The aforementioned situation of storing medications may be due to self-discontinuation of medication due to side effects or cure and in case the medicine is needed later. This is not surprising, because in developing countries, self-medication is highly observed and tablets are stockpiled for future use in the event of a similar illness or to provide it to someone else who might have an alike problem. Moreover, change in doctors’ treatment was also one of the reasons respondents stored medicines in their households. Apart from these reasons, Azad and team describe that excess of medications at home is primarily due to change in treatment, condition healed/cured, excess procured and expiry dated (Azad et al. 2012). Subsequently, the excess of medications at homes leads to inappropriate disposal that has potential threat of accidental ingestion by children. The responses recorded for different modes of disposal of medicines may highlight the lack of awareness or basic education on safe disposal of solid wastes. Similarly, results obtained by other researchers indicated that most respondents (72.2%) of the respondents reported disposing of their unused medicines in the trash bins.

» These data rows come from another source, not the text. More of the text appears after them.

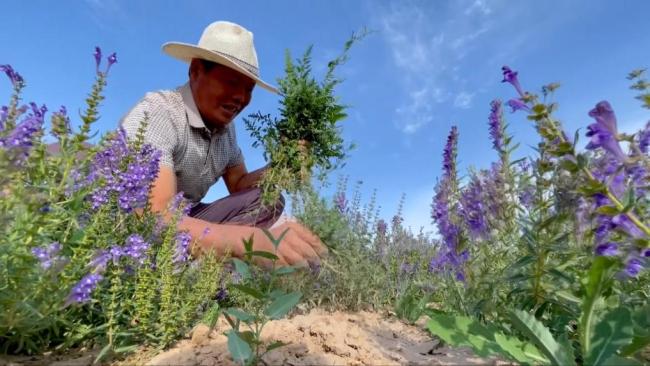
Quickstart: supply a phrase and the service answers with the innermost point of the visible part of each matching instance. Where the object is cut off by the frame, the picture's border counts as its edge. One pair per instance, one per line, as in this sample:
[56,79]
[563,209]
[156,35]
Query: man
[192,126]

A study on household clearance of medications as a potential pathway for water body contamination in Mysuru City marked the pharmaceutical disposal is either associated with household solid wastes, sink or toilets, that requires greater attention.

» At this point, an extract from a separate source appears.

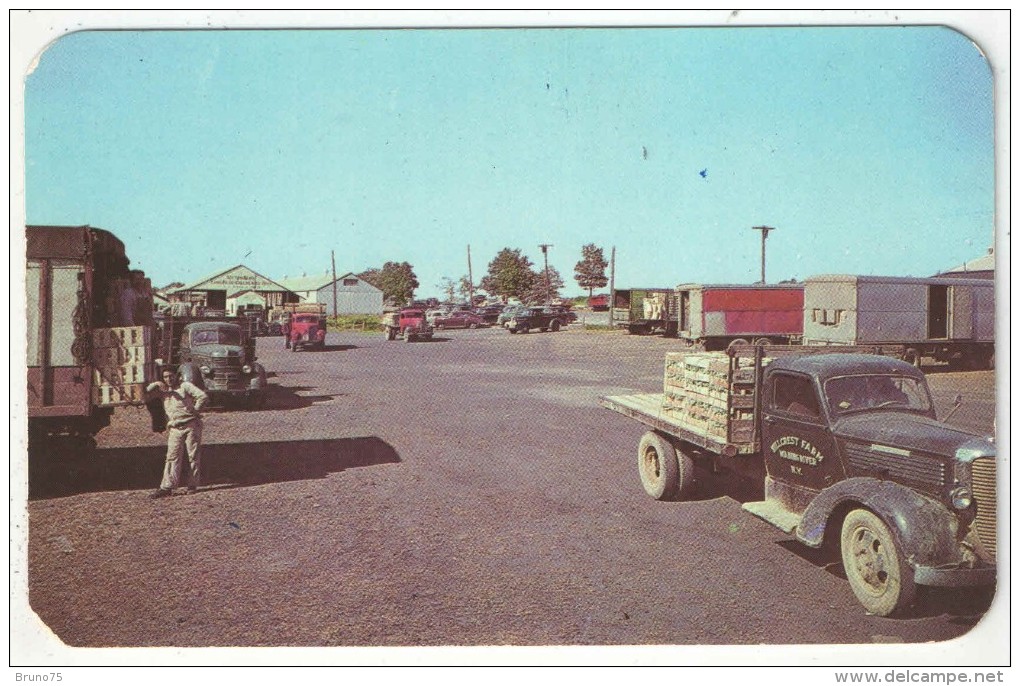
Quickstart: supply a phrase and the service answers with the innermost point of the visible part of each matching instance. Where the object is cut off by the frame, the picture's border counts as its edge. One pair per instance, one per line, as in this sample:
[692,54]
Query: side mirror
[957,404]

Potential lacunae in pharmaceutical compounds management

Currently, protocol for estimation of pharmaceutical product levels in MWWTPs has not been standardized in spite of increasing evidence that they pose a serious environmental health risk. There are various methods, which could be employed to control the exposure of living organisms to pharma products, ranging from consumer awareness on government regulations, medical innovations, proper disposal methods and mainly effective filtration in wastewater treatment facilities. A multinational collaboration is necessary and through combined efforts from the manufacturers of these drugs, the government, private organization and even individuals that the Green Pharmacy vision becomes a reality. The following areas would assist in assessing the impact of pharmaceuticals on the environment: (1) Genetic adaptations, such as genetic-drift during species isolation or homeosis; and (2) modifications in the timing, presence or amount of chemical, as it influence on genotoxicity and eco-pharmacological studies in order to reduce the ecological footprint of pharmaceuticals. Further, the concept of ‘green pharmacy’ could be considered at the local and regional levels to manage the contamination. This concept proposes a holistic approach for pharma products management. It engages the stakeholders like pharma industries, doctors and consumers who would follow scientific operating procedures that minimize the ecological pollution by medications (Toma and Crişan 2018).

Conclusions

The present study was motivated by the lack of information on local environmental contamination by pharmaceutical compounds. Therein, present study highlighted the occurrence of the four pharmaceuticals in the MWWTPs that indicated relatively high stability of these medicinal compounds under environmental conditions. The diclofenac was detected in all the samples and recorded the chief concentration of 4.2 µg/mL. In addition, the study found these pollutants in the treated wastewater which could antedate devastating long-term consequences. The risk quotient method adopted inferred high risk from all the drugs considered at each of the sampling sites. The survey initiated to know the management of the medicines at household level showed the deficiency of awareness and good practices. The public awareness on rational use and disposal of pharma products are of the supreme priority. With proper guidelines in place, pharmaceuticals could be monitored, controlled, degraded and eliminated. Substantially, a closed system for recycling wastewater is best, in order to avoid contamination of freshwater and other water bodies.